After making my first successful soap, I was hooked!  That weekend, I went soap-crazy and made these:

1. Oatmeal and milk – I repeated Anne L. Watson’s formula, but substituted the water with frozen whole milk, and added old fashioned oats that I pulverized using my coffee/spice grinder. I just left this on my kitchen table, uncovered, to complete saponification. I was able to pop them out from their silicone mold only after 5 days. Even then, they were still a tad soft. I left this unscented and the smell of the oatmeal really came through. Used this after 4 weeks. It is a good moisturizing and exfoliating soap, but has a tendency to become soft.

oatmeal and milk

oatmeal and milk

2. “Master Batch Basic Soap” recipe from Gregory Lee White’s book – contains vegetable shortening, coconut oil and olive oil.  I made this in my shoebox mold, covered, but not insulated. Of all the soaps I made from my first week of soap making, this produced the palest and hardest bar. Weeks after I made this, I found out that the shortening I used was made from coconut oil, not the usual soybean or cottonseed or palm oil that is normally used in the States.  Given this fact, the soap actually has a 13% superfat, instead of the intended 5%! It’s a nice soap to use, has great lather, and remains hard in the shower. The only downside is that it leaves a residual laundry bar scent even though it smells wonderfully of lavender and eucalyptus as is. It must be because of the high coconut oil content that reminds us, from this part of the world, of Perla, a popular laundry bar made with coconut oil.

Basic Soap

Basic Soap

Wrapped up and ready to be given to family and friends…
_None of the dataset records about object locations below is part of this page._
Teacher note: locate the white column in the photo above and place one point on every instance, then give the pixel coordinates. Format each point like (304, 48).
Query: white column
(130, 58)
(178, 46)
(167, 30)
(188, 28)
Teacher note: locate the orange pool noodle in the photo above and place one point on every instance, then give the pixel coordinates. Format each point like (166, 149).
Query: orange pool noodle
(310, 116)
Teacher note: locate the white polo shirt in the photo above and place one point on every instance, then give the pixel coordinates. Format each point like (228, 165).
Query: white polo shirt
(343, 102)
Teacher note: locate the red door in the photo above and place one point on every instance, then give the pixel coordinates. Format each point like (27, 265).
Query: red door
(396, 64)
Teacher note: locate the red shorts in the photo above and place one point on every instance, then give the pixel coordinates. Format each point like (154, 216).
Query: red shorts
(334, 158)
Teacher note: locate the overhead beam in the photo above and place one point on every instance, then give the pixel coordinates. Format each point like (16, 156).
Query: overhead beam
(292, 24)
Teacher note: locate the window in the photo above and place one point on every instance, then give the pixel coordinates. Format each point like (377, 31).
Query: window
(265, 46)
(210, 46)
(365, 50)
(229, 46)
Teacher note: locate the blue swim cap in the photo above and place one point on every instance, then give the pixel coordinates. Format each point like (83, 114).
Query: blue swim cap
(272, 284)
Basic soap wrapped up, renamed My Daily Soap

Basic soap wrapped up, renamed My Daily Soap

3. Green Tea and Tea Tree – made with olive oil, vegetable shortening, coconut oil and sesame oil. I replaced the water with brewed green tea and added green tea leaves that I ran through my spice grinder. Because this was not insulated and in small individual molds, I had a hard time removing the soaps from their silicone mold. Still soft after 5 days, I had to freeze them for an hour so they could be unmolded. My husband likes the exfoliating quality of this soap. I like it too but I wish it were harder and smelled stronger of tea tree.

Green Tea & Tea Tree

Green Tea & Tea Tree

4. Activated Charcoal – I have no photo of this. I used the same mini mold as the green tea and tea tree, and encountered the same problem with the soap not setting up properly. This was made with olive oil, coconut oil, castor oil, and peppermint oil.

Lesson learned from my soap marathon weekend? Aim to gel, or at least whenever possible.